# Mt Diablo conditions



## ptfmb71 (May 16, 2007)

I am going to be visiting family in Lafayette next week and will probably bring my bike. I wanted to ride up Mt Diablo a couple days and wanted to know how the conditions are towards the top. Is there any snow I have to worry about?


----------



## suasponte2/75 (Sep 19, 2009)

A buddy and I rode up the south side after a storm a month ago. There was a lot ice patches/slick roads near the summit but the rest of the climb was pretty dry. There might be snow now but I'm sure the ranger might have cleared that last part (less than a 1/4 mile). Have fun!


----------



## EBrider (Aug 9, 2009)

It hasn't been that cold. The road up top has been repaved in the last few years, so other than typical slickness from the wet roads it should be fine. There was ice up there late November and early December.


----------



## Rhymenocerus (Jul 17, 2010)

I rode around the base a few days ago, its very very windy due to all the storms lately. I wouldnt advise going up very high, but im a more cautious rider. Wet pavement + no guard rails + high winds = disaster imo.


----------



## BikingBill (Oct 30, 2010)

Hoping for some good weather for the New Year's Day ritual climb up Diablo.


----------



## Tort (Nov 4, 2008)

BikingBill said:


> Hoping for some good weather for the New Year's Day ritual climb up Diablo.


+1 on that.

The weather hasn't been cold enough for snow yet this week.
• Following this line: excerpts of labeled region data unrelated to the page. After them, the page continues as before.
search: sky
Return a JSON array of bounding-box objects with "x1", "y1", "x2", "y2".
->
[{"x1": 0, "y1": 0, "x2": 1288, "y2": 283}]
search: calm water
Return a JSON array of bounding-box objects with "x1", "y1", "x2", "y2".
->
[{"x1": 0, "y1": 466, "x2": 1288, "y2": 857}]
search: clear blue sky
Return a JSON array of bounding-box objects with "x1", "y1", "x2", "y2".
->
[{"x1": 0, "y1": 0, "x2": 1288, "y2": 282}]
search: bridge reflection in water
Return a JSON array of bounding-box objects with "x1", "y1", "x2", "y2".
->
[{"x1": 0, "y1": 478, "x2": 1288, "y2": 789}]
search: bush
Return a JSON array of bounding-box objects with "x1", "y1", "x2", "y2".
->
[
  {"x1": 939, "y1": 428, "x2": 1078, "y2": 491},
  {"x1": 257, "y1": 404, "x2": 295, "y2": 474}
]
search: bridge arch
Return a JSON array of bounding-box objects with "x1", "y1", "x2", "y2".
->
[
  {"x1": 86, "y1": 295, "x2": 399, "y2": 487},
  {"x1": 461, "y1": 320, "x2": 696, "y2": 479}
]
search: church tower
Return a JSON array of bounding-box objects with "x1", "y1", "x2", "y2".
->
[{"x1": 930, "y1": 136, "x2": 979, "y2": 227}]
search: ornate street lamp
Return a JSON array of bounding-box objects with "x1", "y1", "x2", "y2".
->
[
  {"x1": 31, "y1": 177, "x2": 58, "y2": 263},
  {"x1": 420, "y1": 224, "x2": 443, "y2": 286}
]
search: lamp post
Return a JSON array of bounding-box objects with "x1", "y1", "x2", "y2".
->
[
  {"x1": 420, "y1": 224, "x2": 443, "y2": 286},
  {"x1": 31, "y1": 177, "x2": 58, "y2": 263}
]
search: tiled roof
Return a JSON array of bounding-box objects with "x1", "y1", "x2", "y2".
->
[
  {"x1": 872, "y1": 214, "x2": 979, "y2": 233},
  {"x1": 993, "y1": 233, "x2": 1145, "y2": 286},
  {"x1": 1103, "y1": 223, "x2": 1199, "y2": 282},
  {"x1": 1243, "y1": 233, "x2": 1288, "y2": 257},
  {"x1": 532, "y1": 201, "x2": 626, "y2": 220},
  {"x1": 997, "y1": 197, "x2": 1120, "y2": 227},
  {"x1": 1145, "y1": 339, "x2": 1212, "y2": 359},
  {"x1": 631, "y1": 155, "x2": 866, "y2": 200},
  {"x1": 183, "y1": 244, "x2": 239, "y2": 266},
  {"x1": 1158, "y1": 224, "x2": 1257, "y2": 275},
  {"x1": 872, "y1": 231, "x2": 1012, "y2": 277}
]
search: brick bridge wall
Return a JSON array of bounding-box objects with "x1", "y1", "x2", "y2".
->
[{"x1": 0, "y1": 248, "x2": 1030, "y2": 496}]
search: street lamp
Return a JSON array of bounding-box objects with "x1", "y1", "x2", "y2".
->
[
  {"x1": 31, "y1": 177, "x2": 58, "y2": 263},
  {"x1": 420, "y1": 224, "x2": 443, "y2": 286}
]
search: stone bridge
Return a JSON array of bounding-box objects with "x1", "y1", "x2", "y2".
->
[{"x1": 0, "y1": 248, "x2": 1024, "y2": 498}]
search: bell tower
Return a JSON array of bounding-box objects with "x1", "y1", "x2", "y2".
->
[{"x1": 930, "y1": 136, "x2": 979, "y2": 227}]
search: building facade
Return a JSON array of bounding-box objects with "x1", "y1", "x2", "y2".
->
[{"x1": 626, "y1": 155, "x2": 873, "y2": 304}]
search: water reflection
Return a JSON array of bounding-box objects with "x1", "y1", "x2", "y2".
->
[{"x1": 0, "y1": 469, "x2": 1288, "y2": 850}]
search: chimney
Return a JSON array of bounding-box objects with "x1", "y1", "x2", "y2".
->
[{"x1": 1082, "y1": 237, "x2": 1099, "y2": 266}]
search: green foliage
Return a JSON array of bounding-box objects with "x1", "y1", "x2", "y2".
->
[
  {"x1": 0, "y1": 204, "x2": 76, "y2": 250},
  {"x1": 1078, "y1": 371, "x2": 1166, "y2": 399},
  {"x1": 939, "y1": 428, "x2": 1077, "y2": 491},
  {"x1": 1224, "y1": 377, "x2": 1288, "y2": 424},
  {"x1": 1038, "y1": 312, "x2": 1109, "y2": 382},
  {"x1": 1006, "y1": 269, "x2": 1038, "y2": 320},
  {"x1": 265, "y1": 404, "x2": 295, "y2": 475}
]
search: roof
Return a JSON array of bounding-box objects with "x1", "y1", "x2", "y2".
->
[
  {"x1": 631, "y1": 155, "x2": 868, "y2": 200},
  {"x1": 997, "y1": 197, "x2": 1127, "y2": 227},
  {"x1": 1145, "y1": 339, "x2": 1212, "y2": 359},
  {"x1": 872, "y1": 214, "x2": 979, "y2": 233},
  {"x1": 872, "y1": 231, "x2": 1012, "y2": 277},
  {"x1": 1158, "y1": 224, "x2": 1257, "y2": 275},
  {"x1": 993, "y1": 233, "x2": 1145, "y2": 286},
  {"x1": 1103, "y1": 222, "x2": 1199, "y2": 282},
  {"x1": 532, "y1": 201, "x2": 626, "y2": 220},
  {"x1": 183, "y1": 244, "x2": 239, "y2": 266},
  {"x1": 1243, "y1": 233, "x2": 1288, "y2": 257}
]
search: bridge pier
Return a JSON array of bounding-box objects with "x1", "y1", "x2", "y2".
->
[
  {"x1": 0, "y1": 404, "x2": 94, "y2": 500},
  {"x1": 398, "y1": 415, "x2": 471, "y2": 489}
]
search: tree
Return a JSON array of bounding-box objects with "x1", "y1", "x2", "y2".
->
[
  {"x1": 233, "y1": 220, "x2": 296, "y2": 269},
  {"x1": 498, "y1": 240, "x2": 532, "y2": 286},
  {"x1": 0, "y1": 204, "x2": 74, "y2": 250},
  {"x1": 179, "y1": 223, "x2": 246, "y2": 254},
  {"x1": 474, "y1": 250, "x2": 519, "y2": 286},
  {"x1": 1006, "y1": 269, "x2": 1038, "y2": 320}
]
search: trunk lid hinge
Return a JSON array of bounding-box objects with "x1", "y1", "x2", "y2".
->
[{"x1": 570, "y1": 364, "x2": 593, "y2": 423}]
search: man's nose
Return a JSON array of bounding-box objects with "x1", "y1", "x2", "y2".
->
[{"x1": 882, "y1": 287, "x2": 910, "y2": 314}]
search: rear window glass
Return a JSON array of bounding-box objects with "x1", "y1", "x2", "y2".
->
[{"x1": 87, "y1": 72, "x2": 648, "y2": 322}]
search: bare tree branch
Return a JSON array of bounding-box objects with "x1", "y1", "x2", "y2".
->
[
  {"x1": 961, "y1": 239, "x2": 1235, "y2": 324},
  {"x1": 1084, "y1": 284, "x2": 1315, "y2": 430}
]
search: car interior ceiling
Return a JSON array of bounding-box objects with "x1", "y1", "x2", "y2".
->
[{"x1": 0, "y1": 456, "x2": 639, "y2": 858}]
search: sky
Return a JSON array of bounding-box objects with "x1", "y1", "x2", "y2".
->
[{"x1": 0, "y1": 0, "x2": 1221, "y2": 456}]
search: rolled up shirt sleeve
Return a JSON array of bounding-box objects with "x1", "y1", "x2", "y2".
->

Just wet that's all.


----------



## ucancallmejoe (May 17, 2006)

Just up there day before yesterday. Started off 58F at the bottom and someone told me it was 40F at the top. That is about right -six or so degrees for every thousand feet. A cold front is coming in so it might run from 50F base to 30F summit. 

I always carry a pair of heavy gloves and a head cap in my back pocket for the trip down... If you sweat in them on the way up your fingers are ice ice baby on the way down!


----------



## BikingBill (Oct 30, 2010)

Thinking about doing the climb either Thursday or Friday. Looks like rain on the first.


----------